Bringt bessere Medizin Wohlbefinden bis zuletzt?

Bei Weitem nicht immer. Beispiel Krebs: Zwar gibt es immer wieder
neue Medikamente. Doch sie bringen oft nur eine Verlängerung des
Überlebens zunächst ohne Fortschreiten der Krankheit um wenige
Monate. Betroffen sind überwiegend Ältere. So waren etwa von den 463
000 Barmer-Versicherten mit Tumor-Diagnose 2015 rund 367 000
mindestens 60 Jahre alt. Die Krebsmittel werden dabei immer teurer.

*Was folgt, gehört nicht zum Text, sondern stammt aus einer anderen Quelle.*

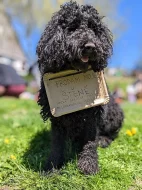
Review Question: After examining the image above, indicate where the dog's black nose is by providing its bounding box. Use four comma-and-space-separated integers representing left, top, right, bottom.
84, 42, 95, 54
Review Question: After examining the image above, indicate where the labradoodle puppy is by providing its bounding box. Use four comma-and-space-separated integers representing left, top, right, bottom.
37, 1, 123, 174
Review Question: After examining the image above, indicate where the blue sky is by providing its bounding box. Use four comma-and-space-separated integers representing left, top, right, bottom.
12, 0, 142, 70
110, 0, 142, 69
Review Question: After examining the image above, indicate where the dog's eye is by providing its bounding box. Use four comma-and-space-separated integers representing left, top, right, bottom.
68, 27, 76, 32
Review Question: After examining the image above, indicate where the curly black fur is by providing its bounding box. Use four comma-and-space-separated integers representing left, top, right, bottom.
37, 1, 123, 174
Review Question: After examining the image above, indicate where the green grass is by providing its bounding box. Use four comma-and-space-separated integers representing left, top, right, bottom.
0, 98, 142, 190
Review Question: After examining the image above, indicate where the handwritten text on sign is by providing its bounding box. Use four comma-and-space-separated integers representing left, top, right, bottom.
44, 70, 106, 116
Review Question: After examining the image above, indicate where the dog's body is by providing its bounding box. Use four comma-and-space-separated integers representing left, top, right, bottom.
37, 1, 123, 174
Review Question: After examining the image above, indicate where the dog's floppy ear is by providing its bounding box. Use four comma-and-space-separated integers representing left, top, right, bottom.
37, 25, 64, 75
38, 79, 51, 121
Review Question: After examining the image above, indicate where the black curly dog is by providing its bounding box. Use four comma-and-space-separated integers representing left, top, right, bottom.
37, 1, 123, 174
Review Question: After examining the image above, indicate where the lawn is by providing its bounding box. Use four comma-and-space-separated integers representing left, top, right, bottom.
0, 98, 142, 190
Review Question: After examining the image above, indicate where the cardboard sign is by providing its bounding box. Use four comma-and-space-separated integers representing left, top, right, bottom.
43, 70, 109, 117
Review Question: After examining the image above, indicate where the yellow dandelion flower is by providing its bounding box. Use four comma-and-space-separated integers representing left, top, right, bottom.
10, 154, 16, 160
131, 127, 137, 135
126, 130, 133, 137
4, 138, 10, 144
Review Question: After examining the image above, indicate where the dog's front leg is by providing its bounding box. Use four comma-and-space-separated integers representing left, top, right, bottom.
44, 124, 65, 171
78, 141, 99, 174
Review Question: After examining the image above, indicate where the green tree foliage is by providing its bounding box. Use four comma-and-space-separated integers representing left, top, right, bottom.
0, 0, 124, 36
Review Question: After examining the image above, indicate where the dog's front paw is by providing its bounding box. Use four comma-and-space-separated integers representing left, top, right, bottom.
98, 136, 112, 148
78, 157, 99, 175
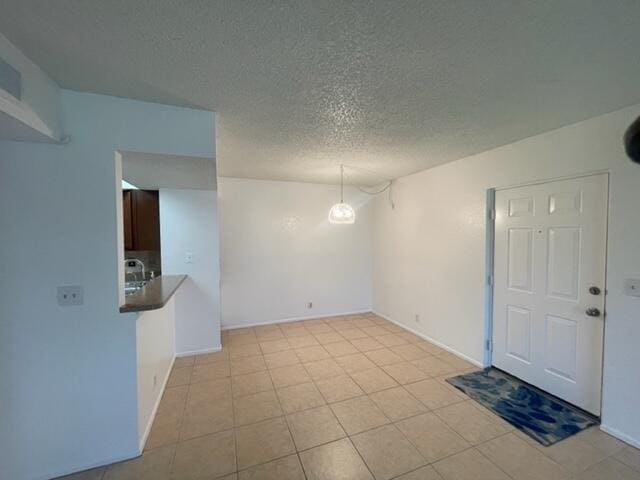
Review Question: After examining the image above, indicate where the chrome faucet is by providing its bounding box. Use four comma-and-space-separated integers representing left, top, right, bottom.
124, 258, 147, 282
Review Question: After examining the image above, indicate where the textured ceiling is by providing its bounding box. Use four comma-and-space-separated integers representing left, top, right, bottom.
0, 0, 640, 182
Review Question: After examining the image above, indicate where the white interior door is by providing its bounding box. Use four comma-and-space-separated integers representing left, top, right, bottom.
492, 174, 608, 415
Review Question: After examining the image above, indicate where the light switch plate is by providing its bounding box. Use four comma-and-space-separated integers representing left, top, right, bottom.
624, 278, 640, 297
58, 285, 84, 307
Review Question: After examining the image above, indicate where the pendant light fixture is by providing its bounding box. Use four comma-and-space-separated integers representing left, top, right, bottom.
329, 165, 356, 224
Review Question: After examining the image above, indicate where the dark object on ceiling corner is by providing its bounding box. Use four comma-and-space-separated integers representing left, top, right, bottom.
624, 117, 640, 163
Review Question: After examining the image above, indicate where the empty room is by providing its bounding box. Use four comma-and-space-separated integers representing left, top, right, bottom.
0, 0, 640, 480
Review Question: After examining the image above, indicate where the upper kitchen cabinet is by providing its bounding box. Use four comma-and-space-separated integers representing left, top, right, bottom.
122, 190, 160, 251
0, 35, 64, 143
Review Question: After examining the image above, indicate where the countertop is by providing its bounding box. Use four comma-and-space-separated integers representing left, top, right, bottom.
120, 275, 187, 313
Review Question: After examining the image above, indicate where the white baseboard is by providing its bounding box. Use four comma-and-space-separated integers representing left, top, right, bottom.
138, 355, 176, 455
176, 345, 222, 357
600, 424, 640, 448
41, 452, 140, 480
222, 309, 371, 330
373, 310, 484, 368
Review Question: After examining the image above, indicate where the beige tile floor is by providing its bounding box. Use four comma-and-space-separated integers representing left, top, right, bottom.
60, 314, 640, 480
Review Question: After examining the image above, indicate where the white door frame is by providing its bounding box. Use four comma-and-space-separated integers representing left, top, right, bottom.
482, 170, 611, 415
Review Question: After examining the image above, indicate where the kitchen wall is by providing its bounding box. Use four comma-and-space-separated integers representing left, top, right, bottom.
373, 106, 640, 446
0, 91, 215, 480
218, 178, 371, 327
160, 189, 220, 355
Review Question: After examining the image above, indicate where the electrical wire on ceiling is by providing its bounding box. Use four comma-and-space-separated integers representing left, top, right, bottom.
340, 164, 395, 209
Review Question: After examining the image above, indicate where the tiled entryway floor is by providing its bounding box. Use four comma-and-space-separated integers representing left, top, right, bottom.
61, 314, 640, 480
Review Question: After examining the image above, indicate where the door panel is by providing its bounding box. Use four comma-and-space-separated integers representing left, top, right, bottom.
492, 174, 608, 415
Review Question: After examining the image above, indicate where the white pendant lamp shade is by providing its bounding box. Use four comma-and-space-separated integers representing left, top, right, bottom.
329, 203, 356, 224
329, 165, 356, 225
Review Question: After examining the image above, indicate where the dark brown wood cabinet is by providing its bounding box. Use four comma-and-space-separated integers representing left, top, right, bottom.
122, 190, 160, 251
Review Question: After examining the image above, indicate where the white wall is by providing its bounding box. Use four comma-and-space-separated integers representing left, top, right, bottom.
0, 91, 215, 480
0, 34, 64, 140
136, 296, 175, 451
160, 189, 220, 355
373, 106, 640, 445
218, 178, 371, 327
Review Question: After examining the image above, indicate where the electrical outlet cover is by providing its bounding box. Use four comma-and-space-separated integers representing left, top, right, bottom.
624, 278, 640, 297
58, 285, 84, 307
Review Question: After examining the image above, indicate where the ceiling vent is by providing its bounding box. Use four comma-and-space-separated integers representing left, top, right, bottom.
0, 58, 22, 100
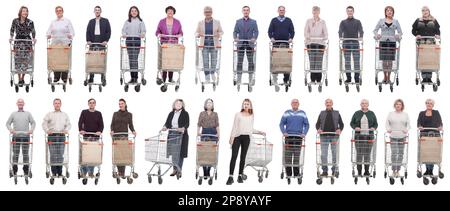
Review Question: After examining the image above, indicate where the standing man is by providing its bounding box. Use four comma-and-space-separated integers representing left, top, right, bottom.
6, 99, 36, 175
339, 6, 364, 83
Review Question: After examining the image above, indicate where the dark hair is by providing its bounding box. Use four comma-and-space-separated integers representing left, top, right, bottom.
128, 6, 142, 23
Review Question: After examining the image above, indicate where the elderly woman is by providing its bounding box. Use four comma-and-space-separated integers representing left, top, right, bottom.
373, 6, 403, 83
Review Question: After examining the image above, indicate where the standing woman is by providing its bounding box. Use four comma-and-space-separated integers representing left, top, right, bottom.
227, 99, 266, 185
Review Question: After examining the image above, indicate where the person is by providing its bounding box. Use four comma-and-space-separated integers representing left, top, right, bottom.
78, 98, 104, 177
373, 6, 403, 83
47, 6, 75, 83
122, 6, 147, 83
162, 99, 189, 176
86, 6, 111, 83
111, 99, 136, 178
197, 98, 220, 179
233, 6, 259, 86
417, 99, 443, 175
279, 99, 309, 177
226, 99, 266, 185
305, 6, 328, 83
350, 99, 378, 176
155, 6, 183, 82
267, 6, 295, 83
412, 6, 441, 83
339, 6, 364, 83
316, 99, 344, 177
6, 99, 36, 175
195, 6, 223, 82
9, 6, 36, 86
386, 99, 411, 177
42, 98, 71, 177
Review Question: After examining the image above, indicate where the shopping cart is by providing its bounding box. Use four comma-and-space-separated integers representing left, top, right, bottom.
304, 38, 328, 92
417, 128, 444, 185
84, 43, 108, 92
416, 36, 441, 92
78, 132, 103, 185
195, 35, 222, 92
9, 131, 33, 185
145, 129, 183, 184
316, 132, 340, 185
195, 134, 219, 185
156, 34, 185, 92
120, 36, 147, 92
45, 133, 70, 185
339, 38, 364, 92
111, 133, 138, 184
375, 37, 400, 92
351, 129, 378, 185
281, 134, 305, 185
233, 40, 257, 92
10, 39, 35, 92
47, 36, 73, 92
269, 40, 294, 92
384, 131, 409, 185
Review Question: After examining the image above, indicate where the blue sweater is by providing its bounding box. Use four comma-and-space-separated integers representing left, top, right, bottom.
280, 110, 309, 135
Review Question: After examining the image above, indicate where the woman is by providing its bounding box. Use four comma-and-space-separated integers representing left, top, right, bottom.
197, 99, 220, 179
417, 99, 442, 175
10, 6, 36, 86
111, 99, 136, 177
155, 6, 183, 82
386, 99, 411, 177
122, 6, 146, 84
162, 99, 189, 177
412, 6, 441, 83
350, 99, 378, 176
373, 6, 403, 83
305, 6, 328, 83
227, 99, 266, 185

Wie viele Hochbetagte kommen ins Krankenhaus?

Bei den 70-Jährigen mit jeweils mehreren Krankheiten gab es seit 2006
einen Anstieg um 80 Prozent auf 2 Millionen. Nach einem neuen
Barmer-Krankenhausreport stieg die Zahl bestimmter komplexer
stationärer Reha-Behandlungen für Schwerkranke in dieser Zeit sogar
um 180 Prozent - auf 222 600.

Was ist von diesen speziellen Reha-Behandlungen zu halten?

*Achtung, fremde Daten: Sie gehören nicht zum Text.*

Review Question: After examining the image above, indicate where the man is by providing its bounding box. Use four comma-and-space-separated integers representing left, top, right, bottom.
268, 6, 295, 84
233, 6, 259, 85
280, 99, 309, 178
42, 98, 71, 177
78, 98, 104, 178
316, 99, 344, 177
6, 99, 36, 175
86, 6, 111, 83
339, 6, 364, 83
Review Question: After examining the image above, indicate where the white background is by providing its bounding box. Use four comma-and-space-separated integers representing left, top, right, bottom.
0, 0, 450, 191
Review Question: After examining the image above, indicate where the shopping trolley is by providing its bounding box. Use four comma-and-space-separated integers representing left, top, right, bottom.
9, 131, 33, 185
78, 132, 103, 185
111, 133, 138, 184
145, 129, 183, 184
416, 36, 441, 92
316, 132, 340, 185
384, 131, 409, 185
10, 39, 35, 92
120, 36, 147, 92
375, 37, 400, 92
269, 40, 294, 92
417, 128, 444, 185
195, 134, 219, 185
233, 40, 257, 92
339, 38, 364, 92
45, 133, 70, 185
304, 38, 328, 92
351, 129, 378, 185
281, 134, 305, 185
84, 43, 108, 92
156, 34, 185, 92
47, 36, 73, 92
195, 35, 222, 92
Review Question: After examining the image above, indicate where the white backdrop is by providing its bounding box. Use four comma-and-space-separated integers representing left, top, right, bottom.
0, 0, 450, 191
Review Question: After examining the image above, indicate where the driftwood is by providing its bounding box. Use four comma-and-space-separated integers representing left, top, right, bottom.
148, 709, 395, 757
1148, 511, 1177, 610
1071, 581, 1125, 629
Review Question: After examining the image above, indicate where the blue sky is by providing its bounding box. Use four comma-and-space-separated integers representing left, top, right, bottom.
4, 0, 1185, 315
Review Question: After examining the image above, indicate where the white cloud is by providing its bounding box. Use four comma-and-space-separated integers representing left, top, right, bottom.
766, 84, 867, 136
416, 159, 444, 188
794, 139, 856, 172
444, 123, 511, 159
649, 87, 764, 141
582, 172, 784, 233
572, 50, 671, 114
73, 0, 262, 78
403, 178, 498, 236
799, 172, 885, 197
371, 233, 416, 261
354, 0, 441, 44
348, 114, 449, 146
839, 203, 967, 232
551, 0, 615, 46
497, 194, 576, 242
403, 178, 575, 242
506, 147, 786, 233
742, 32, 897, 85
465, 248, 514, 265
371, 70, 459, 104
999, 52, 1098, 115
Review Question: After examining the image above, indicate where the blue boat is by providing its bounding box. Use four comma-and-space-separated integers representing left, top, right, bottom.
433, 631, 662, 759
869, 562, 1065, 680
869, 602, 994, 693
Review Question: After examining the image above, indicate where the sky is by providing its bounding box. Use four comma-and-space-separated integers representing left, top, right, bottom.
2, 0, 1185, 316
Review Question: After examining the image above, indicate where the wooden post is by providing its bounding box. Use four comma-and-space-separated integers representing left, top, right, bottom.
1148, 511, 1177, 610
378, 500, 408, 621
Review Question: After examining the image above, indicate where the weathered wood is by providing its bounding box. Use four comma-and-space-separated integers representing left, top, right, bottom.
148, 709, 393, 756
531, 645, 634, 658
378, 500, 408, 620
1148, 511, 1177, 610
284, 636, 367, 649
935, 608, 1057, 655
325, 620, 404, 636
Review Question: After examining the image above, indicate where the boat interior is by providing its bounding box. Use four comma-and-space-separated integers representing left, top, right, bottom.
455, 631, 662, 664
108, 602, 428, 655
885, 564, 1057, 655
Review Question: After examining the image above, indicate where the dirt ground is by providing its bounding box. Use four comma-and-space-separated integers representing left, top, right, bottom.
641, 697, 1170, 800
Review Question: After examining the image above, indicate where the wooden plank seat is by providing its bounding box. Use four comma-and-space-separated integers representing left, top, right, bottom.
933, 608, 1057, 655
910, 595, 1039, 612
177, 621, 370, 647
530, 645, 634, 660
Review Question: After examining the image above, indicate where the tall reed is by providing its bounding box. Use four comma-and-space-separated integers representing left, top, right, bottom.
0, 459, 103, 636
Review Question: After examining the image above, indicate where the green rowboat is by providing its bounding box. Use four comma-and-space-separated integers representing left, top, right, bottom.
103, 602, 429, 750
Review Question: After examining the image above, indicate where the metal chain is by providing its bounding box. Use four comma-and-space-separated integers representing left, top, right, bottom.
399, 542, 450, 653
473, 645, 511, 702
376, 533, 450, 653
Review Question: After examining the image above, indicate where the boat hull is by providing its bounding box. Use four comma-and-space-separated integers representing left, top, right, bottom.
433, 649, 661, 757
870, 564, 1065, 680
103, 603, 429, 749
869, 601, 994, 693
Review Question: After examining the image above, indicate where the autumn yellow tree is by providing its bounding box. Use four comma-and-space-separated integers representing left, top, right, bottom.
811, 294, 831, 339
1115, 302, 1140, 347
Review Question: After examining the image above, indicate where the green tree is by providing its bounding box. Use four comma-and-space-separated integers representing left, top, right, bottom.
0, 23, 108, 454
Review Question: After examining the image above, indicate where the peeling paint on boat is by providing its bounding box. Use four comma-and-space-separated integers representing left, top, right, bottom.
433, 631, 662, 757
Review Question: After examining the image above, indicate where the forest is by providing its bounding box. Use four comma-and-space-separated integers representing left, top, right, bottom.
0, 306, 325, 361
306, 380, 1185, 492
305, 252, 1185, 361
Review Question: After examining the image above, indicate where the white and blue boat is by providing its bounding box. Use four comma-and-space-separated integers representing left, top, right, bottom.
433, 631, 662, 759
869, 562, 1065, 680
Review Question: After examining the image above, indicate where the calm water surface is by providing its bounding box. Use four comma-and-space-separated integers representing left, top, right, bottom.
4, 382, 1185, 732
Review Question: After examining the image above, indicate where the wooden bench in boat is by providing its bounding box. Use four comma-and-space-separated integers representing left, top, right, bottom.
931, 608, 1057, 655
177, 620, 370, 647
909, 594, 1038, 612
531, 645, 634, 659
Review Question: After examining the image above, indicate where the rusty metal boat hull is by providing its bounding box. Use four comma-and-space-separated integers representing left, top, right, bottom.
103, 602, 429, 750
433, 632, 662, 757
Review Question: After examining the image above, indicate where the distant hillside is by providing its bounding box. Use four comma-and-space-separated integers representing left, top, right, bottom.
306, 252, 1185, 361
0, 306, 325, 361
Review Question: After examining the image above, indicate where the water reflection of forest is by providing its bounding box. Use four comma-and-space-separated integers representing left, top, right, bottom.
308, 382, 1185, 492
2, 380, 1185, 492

Sie können sinnvoll sein. Doch die Autoren des Barmer-Reports haben
mehrere Hinweise gefunden, die stark zweifeln lassen, dass sie besser
sind als eine herkömmliche Reha. So bringt die Komplex-Reha in der
Klinik dem Krankenhaus pro Patient rund 1000 Euro mehr als eine
klassische Reha. Auch dass sie oft 14 Tage dauert, macht die Kasse
stutzig - genau dann erreicht die Klinik eine höhere
Vergütungspauschale. Patienten werden nach so einer speziellen
Klinik-Reha auch öfter zum Pflegefall als nach einer klassischen
Reha.

Gibt es regionale Unterschiede?

Ja. So bekommen nur 4,3 Prozent der Geriatrie-Patienten in den
bayerischen Kliniken eine Komplex-Reha-Behandlung, 4,4 Prozent in
Sachen und 4,6 Prozent in Baden-Württemberg - aber 24,3 Prozent in
Hamburg, 20,2 Prozent in Berlin und 19,3 Prozent in
Schleswig-Holstein.

Welche Verbesserungen fordern Experten bei den Kliniken?

«Ältere Patienten brauchen mehr Zeit, die in der durchökonomisierten

Krankenhauslandschaft oft fehlt», sagt die Präsidentin des
Sozialverbands VdK Deutschland, Ulrike Mascher. Besser
geschulte Ärzte, mehr Pflegekräfte und ein guter Kliniksozialdienst
seien gefragt. Betroffene sind Barmer zufolge zudem in größeren
Häusern mit mindestens fünf Fachabteilungen besser aufgehoben - hier
seien die Behandlungen erfolgreicher. Die Deutsche Stiftung
Patientenschutz fordert finanzielle Anreize für eine gute Versorgung
älterer Patienten. Vor allem für viele Demenzkranke sei das
Krankenhaus heute «ein gefährlicher Ort», kritisiert ihr Vorstand
Eugen Brysch.

Wie reagieren die Krankenhäuser?

Ihr Dachverband betont die Notwendigkeit wohnortnaher Versorgung.
«Denn der soziale Kontakt und der Besuch durch Familien sind wichtig
für die Genesung», sagt der Hauptgeschäftsführer der Deutschen
Krankenhausgesellschaft, Georg Baum. «Nichtsdestotrotz ist die
schnelle und lückenlose Weiterleitung der Patienten an den
Rehabereich von zentraler Bedeutung.» Dass die Kliniken die
Komplex-Reha vor allem aus finanziellen Gründen ausgeweitet hätten,
weist Baum zurück.

Was fordern Experten noch?

SPD-Fraktionsvize Karl Lauterbach spricht sich für mehr und besser
bezahlte Hausärzte aus. Denn das Risiko, an Demenz zu erkranken,
erhöhe sich, wenn ältere Patienten fern von zu Hause behandelt
würden, sagte er der «Rheinischen Post». Auch Barmer-Chef Christoph
Straub sagt, ältere Patienten sollten möglichst lang im häuslichen
Umfeld bleiben und dort auch ihre Beweglichkeit erhalten können.
Dafür seien eine durch den Hausarzt koordinierte Versorgung nötig -
und ambulante geriatrische Fachteams.